Brazilian fashion designer (born 1964)

Francisco Costa (born 10 May 1964) is a Brazilian designer. He worked as the Women's Creative Director of Calvin Klein Collection and has launched his own beauty line, Costa Brazil.

==Early life and education==
Costa is the second youngest of five children. He grew up in Guarani, Brazil, where his mother, Maria-Francisca, owned a children's wear factory. She began her business producing dresses commissioned by a traveling salesman. Costa's father, Jacy Neves da Costa, ran a small ranch.

Following his mother's death in 1981, he left with a friend for New York City in 1985. He was twenty-one and spoke no English at the time. He enrolled in a language class at Hunter College and took courses at the Fashion Institute of Technology at night. He obtained employment with Herbert Rounick, whose Seventh Avenue (Manhattan) company made dresses for Oscar de la Renta and Bill Blass. Costa went to work for de la Renta after Rounick's death, designing for the firm's Japanese licenses. Costa credits de la Renta with teaching him the most about both designing clothes and life. He remained with the company for five years.

==Career==
===Women's Creative Director, Calvin Klein Collection===
Klein's partner, Barry Schwartz, introduced Costa to Klein in 2001. Costa joined the Klein design group after working for Gucci, where he was an assistant to
Tom Ford. Their first collaboration is known as the Cher Collection. Costa was mentioned as a possible replacement when Ford retired from designing for Gucci and Yves Saint Laurent, in late 2003.

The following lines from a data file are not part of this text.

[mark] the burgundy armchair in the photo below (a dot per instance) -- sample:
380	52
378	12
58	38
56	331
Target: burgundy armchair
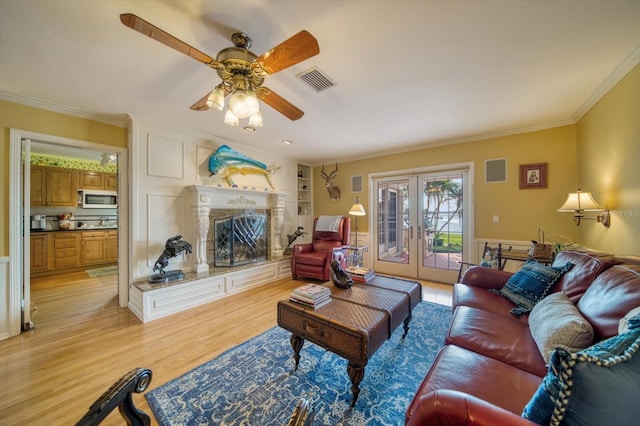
313	259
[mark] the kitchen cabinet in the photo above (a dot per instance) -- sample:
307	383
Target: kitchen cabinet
38	186
91	180
62	187
93	247
98	180
65	250
111	181
112	246
39	252
53	186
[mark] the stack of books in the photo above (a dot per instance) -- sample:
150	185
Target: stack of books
312	295
361	275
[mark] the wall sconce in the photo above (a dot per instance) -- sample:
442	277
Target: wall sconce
580	202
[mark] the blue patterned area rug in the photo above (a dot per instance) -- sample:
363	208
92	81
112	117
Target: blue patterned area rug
254	382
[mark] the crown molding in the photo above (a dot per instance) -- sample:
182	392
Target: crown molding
607	84
118	120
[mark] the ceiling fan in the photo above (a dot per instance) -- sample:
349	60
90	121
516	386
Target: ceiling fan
242	72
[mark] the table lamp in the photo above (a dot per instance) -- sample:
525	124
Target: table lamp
357	210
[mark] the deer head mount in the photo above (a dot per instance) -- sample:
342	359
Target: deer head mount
334	191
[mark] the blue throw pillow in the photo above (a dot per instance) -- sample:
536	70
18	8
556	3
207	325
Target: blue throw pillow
596	386
530	284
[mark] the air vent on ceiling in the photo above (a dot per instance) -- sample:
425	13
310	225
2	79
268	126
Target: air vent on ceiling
316	79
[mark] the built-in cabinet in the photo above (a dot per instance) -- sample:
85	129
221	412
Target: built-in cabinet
98	180
305	201
59	251
53	186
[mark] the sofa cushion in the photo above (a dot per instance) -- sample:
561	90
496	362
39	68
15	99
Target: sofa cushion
503	338
588	264
556	322
611	296
478	297
465	371
597	386
631	320
531	284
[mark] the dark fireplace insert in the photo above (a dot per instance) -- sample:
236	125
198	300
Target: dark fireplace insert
240	238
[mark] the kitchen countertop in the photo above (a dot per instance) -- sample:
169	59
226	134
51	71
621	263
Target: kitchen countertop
84	228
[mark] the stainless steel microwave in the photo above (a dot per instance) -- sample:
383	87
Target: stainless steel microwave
95	199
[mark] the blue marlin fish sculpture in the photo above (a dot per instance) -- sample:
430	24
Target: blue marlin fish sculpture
226	162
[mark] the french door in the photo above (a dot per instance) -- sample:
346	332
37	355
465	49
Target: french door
421	228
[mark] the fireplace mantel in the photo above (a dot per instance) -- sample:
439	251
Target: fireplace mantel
205	198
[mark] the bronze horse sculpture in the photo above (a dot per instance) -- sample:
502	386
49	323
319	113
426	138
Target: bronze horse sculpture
172	248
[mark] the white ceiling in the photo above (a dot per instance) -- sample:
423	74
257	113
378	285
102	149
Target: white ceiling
409	73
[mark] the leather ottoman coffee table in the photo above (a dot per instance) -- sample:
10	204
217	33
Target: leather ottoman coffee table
355	323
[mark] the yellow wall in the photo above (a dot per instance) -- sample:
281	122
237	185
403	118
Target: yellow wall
521	211
609	166
22	117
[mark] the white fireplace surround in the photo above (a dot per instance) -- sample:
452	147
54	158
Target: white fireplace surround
204	198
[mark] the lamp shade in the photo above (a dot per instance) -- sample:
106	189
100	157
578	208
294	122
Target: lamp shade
357	210
580	201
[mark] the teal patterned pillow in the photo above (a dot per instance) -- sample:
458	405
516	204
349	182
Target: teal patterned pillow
596	386
530	284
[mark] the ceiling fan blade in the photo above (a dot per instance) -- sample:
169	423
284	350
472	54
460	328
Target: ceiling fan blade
143	27
291	51
201	105
278	103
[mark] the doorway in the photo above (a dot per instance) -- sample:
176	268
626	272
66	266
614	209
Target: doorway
421	227
20	223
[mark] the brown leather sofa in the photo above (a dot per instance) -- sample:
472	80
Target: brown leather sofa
490	366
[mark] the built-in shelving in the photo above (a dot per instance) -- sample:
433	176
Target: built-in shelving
305	200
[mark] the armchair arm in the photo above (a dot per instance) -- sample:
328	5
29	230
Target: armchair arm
479	276
448	408
302	248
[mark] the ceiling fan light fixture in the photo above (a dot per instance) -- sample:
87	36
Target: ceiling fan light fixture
256	119
230	118
252	102
216	98
238	104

In 2003, Costa became the principal designer for the women's Calvin Klein Collection at the age of 39.

===Fashion collections (2004–2007)===
Costa emphasized trouser suits in the spring 2004 collections. Costa also paired clingy, translucent daytime skirts with cashmere tops and layered cardigan over rumpled white shirts and men's ribbed undershirts with loose cotton shorts. This look reflected the late 1970s styles when designers like Calvin Klein and Perry Ellis came to prominence.

In the fall of 2004, Costa introduced washed silk dresses and black wool felt coats. The clothing was given weight by the librarian brogue heel. The style was exceedingly popular during both the Paris, France and Milan, Italy shows.

In his collection for Spring 2005, Costa showed a sea-green silk dress "wrapped like a towel". The silk dress was coveted by many buyers and shipped to stores in the late fall and early winter.

The inspiration for this collection's uncomplicated evening dresses were primitive wood sculptures by Brâncuși. They were based on a trapeze, combining viscose jersey with silk.

Vogue and Harper's Bazaar named Elle Macpherson to their 2005 best dressed lists after she wore Costa's lime green dress.

Costa's February, 2006 collection for Calvin Klein was reviewed by The New York Times fashion critic Cathy Horyn, for conveying "largely a surface beauty". It featured dresses with many layers of black chiffon and tulle. His collection was reminiscent of the 1930s. Horyn wondered if many women would not find the fashions "untenable and fussy, if not stifling."

In May 2006, Costa served as chairman of a benefit for the Whitney Museum of American Art. He approached artists Ghada Amer, Vik Muniz, and Billy Sullivan to make art identified with fashion. After being shown at the Whitney Art Party, the work was moved and displayed in the windows of the Calvin Klein boutique on Madison Avenue (Manhattan).

===Costa Brazil===
Costa founded Costa Brazil after departing from Calvin Klein in 2016. He went back to Brazil and lived with the Ywanawas indigenous tribe, where he was inspired to launch his own sustainable beauty brand, Costa Brazil.

In 2026, the brand's first brick-and-mortar store was opened at The Shops & Restaurants at Hudson Yards.

==Personal life==
Costa's partner is horse trainer John DeStefano Jr. The two have been together since May 2004. Costa donned a coat and tie to join DeStefano for opening day at Belmont Park, where the latter had horses running in the eighth and ninth races. Costa and DeStefano met in 1990 at George Smith, the furniture store where Costa worked on Saturdays to supplement the salary he earned on Seventh Avenue.